If economic growth could be sustained, and resources sufficient, dualmode transportation would be the way to go, but if the predictions in The Rise and Fall of the Human Empire are correct, it is already too late.  If the Human Empire is already on the decline, any attempts to authorize, fund, design and construct a major revolutionary transportation system would likely fail.
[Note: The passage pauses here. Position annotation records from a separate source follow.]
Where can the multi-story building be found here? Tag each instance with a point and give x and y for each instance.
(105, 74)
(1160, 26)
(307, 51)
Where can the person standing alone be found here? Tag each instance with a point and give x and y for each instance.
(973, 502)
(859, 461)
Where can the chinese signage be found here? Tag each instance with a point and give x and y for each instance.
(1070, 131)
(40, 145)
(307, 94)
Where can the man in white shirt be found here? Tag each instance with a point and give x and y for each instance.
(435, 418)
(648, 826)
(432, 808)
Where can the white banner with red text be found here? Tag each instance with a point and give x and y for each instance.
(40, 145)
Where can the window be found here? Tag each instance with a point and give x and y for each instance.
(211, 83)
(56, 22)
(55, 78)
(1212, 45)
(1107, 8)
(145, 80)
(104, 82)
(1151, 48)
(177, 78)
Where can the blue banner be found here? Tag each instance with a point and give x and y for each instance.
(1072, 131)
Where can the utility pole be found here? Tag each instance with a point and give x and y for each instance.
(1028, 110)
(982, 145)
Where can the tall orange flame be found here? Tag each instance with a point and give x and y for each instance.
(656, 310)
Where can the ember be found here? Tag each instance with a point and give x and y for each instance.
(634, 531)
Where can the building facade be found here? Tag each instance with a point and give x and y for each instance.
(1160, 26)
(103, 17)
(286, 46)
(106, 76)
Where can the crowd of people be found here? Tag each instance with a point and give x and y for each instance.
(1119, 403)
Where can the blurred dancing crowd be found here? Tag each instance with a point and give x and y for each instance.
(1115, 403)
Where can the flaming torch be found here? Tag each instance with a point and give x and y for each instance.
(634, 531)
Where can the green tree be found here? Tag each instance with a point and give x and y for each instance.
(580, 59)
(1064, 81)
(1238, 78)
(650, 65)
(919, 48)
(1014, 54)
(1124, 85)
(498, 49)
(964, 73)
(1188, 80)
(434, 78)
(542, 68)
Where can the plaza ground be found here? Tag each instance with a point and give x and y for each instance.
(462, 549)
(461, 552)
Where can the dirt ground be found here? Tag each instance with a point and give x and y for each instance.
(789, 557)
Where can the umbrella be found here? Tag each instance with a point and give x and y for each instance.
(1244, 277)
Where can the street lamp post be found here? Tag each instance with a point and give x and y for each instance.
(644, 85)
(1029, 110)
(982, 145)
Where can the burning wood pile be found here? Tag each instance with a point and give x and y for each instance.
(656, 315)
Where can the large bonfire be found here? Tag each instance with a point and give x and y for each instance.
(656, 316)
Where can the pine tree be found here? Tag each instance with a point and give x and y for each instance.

In these books, Reynolds has attempted to write for a broad spectrum of audiences, using a minimum of technical terms, while defining and explaining subjects unlikely to be known by all readers.  In these writings he has pulled no punches, he tells it like he sees it, because collectively we can no longer pretend that all of the world’s problems will somehow work themselves out.  To a degree there is still hope, but only if we get our heads out of the sand in dozens of areas very soon.

 

Into Space

If the sad old world should jump a cog
Some time, in its dizzy spinning,
And go off the track with a sudden jog,
What an end would come to the sinning.
What a rest from strife and the burdens of life
For the millions of people in it,
What a way out of care, and worry and wear,
All in a beautiful minute.
As 'round the sun with a curving sweep
It hurries and runs and races,
Should it lose its balance, and go with a leap
Into the vast sea-spaces,
What a blest relief it would bring to the grief,
And the trouble and toil about us,
To be suddenly hurled from the solar world
And let it go on without us.

With not a sigh or a sad good-bye
For loved ones left behind us,
We would go with a lunge and a mighty plunge
Where never a grave should find us.
What a wild mad thrill our veins would fill
As the great earth, like a feather,
Should float through the air to God knows where,
And carry us all together.

No dark, damp tomb and no mourner's gloom
No tolling bell in the steeple,
But in one swift breath a painless death
For a million billion people.
What greater bliss could we ask than this,
To sweep with a bird's free motion
Through leagues of space to a resting-place
In a vast and vapory ocean—
To pass away from this life for aye
With never a dear tie sundered,
And a world on fire for a funeral pyre,
While the stars looked on and wondered?